Governance Assessment
- Strengths: Independent director designation; dual committee memberships; audit committee exclusively independent with a designated financial expert; independent director executive sessions; codified related-party transaction policy with audit committee pre-approval and recusal rules. These features support governance rigor.
- Alignment: Coyne reported no beneficial ownership in ATMC shares at multiple record dates, suggesting limited direct “skin in the game” to date; however, directors and officers collectively have exposure via Sponsor/Private Placement Units, which align incentives to consummate a deal but may bias decision-making toward any transaction.
- Conflicts/Red Flags:
- SPAC structural conflicts: Founder shares acquired for nominal consideration become valuable only upon a successful de‑SPAC; Private Placement Units become worthless upon liquidation—this can bias decisions on extensions and deal quality.

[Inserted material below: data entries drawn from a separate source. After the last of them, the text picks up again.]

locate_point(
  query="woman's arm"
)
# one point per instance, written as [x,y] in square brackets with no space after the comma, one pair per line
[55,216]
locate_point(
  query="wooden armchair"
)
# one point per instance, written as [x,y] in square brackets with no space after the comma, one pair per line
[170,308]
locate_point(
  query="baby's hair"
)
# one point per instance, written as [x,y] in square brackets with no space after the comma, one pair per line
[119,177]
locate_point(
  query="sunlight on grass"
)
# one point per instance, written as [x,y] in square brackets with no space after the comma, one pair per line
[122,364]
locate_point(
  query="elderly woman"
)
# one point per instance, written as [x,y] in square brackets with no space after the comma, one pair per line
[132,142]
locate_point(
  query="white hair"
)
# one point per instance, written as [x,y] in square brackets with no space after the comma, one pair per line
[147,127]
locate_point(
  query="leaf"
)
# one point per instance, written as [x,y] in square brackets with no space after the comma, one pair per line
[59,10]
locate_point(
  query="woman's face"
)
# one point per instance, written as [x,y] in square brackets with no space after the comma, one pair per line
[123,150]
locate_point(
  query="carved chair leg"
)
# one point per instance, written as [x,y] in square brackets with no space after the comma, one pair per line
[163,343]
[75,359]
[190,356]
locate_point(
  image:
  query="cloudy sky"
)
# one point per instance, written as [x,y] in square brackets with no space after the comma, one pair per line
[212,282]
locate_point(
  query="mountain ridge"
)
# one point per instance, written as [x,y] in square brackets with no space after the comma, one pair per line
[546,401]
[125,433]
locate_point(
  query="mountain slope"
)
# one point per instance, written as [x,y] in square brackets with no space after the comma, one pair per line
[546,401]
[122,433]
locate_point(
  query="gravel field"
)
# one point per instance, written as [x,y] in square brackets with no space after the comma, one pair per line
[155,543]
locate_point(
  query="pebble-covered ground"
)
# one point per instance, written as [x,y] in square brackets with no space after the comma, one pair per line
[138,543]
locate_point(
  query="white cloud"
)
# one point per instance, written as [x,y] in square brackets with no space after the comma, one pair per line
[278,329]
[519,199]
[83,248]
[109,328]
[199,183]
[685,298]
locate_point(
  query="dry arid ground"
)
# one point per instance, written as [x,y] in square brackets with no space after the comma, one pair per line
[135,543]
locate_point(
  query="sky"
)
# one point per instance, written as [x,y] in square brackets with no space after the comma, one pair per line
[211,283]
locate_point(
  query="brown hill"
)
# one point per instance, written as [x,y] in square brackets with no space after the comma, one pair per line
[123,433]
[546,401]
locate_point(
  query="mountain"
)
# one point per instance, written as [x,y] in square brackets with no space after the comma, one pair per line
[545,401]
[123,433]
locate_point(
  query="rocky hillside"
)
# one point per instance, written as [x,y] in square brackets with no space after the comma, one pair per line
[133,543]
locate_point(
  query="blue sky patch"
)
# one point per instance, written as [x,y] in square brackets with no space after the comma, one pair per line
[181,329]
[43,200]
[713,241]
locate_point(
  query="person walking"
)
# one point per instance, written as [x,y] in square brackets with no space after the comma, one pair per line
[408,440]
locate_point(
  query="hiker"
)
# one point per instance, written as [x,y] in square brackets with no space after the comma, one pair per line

- Corporate opportunity waiver: The company renounces corporate opportunities unless offered solely in the ATMC capacity; officers/directors may serve other SPACs and have fiduciary obligations elsewhere, potentially diverting opportunities.
- Sponsor financing: Promissory notes funded extensions; up to $1.5 million of loans may be convertible into post‑combination warrants, introducing financing-related conflicts.
- No nominating committee: Reliance on independent directors for nominations without a formal committee could reduce process formalization.
- Compensation risk: No pay pre‑combination mitigates near‑term pay risk; post‑combination compensation and potential Sponsor equity for certain directors will be determined later—investors should monitor compensation structures after de‑SPAC for pay‑for‑performance integrity.
Overall, Coyne adds capital markets and SPAC transactional expertise and meets independence and committee requirements, but SPAC-specific incentives (founder/private units, financing arrangements, corporate opportunity waiver) present inherent conflicts that investors should weigh when assessing board effectiveness and deal quality.